The coauthors of the study describing the work note that the task of “many-to-many” audio-to-video translation — that is, translation that doesn’t assume a single identity of source video and the target video — is challenging. Typically only a scarce number of videos are available to train an AI system, and any method has to cope with large audio-video variations among subjects and the absence of knowledge about scene geometry, materials, lighting, and dynamics,
To overcome these challenges, the team’s approach uses the expression parameter space, or the values relating to facial features set before training begins, as the target space for audio-to-video mapping. They say that this helps the system to learn mapping more effectively than would full pixels, since expressions are more relevant semantically to the audio source and manipulable by generating parameters through machine learning algorithms.
In the researchers’ framework, generated expression parameters — combined with geometry and pose parameters of the target person — inform the reconstruction of a three-dimensional face mesh with the same identity and head pose of the target but with lip movements that match source audio phonemes (perceptually distinct units of sound). A specialized component keeps audio-to-expression translation agnostic to the identity of the source audio, making the translation robust against variations in the voices of different people and source audio. And the system extracts features — landmarks — from the person’s mouth region to ensure each movement is precisely mapped, first by representing them as heatmaps and then by combining the heatmaps with frames in the source video and taking as input the heatmaps and frames to complete a mouth region.
The researchers say that in a study that tasked 100 volunteers with evaluating the realism of 168 video clips, half of which were synthesized by the system, synthesized videos were labeled as “real” 55% of the time compared with 70.1% of the time for the ground truth. They attribute this to their system’s superior ability to capture teeth and face texture details, as well as features like mouth corners and nasolabial folds (the indentation lines on either side of the mouth that extend from the edge of the nose to the mouth’s outer corners).
The researchers acknowledge that their system could be misused or abused for “various malevolent purposes,” like media manipulation or the “dissemination of malicious propaganda.” As remedies, they suggest “safeguarding measures” and the enactment and enforcement of legislation to mandate edited videos be labeled as such. “Being at the forefront of developing creative and innovative technologies, we strive to develop methodologies to detect edited video as a countermeasure,” they wrote. “We also encourage the public to serve as sentinels in reporting any suspicious-looking videos to the [authorities]. Working in concert, we shall be able to promote cutting-edge and innovative technologies without compromising the personal interest of the general public.”

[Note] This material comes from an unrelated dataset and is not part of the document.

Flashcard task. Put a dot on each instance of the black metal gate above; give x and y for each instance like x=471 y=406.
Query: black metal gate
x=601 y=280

Unfortunately, those proposals seem unlikely to stem the flood of deepfakes generated by AI like the above-described. Amsterdam-based cybersecurity startup Deeptrace found 14,698 deepfake videos on the internet during its most recent tally in June and July, up from 7,964 last December — an 84% increase within only seven months. That’s troubling not only because deepfakes might be used to sway public opinion during, say, an election, or to implicate someone in a crime they didn’t commit, but because the technology has already generated pornographic material and swindled firms out of hundreds of millions of dollars.
In an attempt to fight deepfakes’ spread, Facebook — along with Amazon Web Services (AWS), Microsoft, the Partnership on AI, Microsoft, and academics from Cornell Tech, MIT, University of Oxford, UC Berkeley; University of Maryland, College Park; and State University of New York at Albany — are spearheading the Deepfake Detection Challenge, which was announced in September. The challenge’s subsequent launch in December came after the release of a large corpus of visual deepfakes produced in collaboration with Jigsaw, Google’s internal technology incubator, which was incorporated into a benchmark freely available to researchers for synthetic video detection system development. Earlier in the year, Google made public a data set of speech containing phrases spoken by the company’s text-to-speech models, as part of the AVspoof 2019 competition to develop systems that can distinguish between real and computer-generated speech.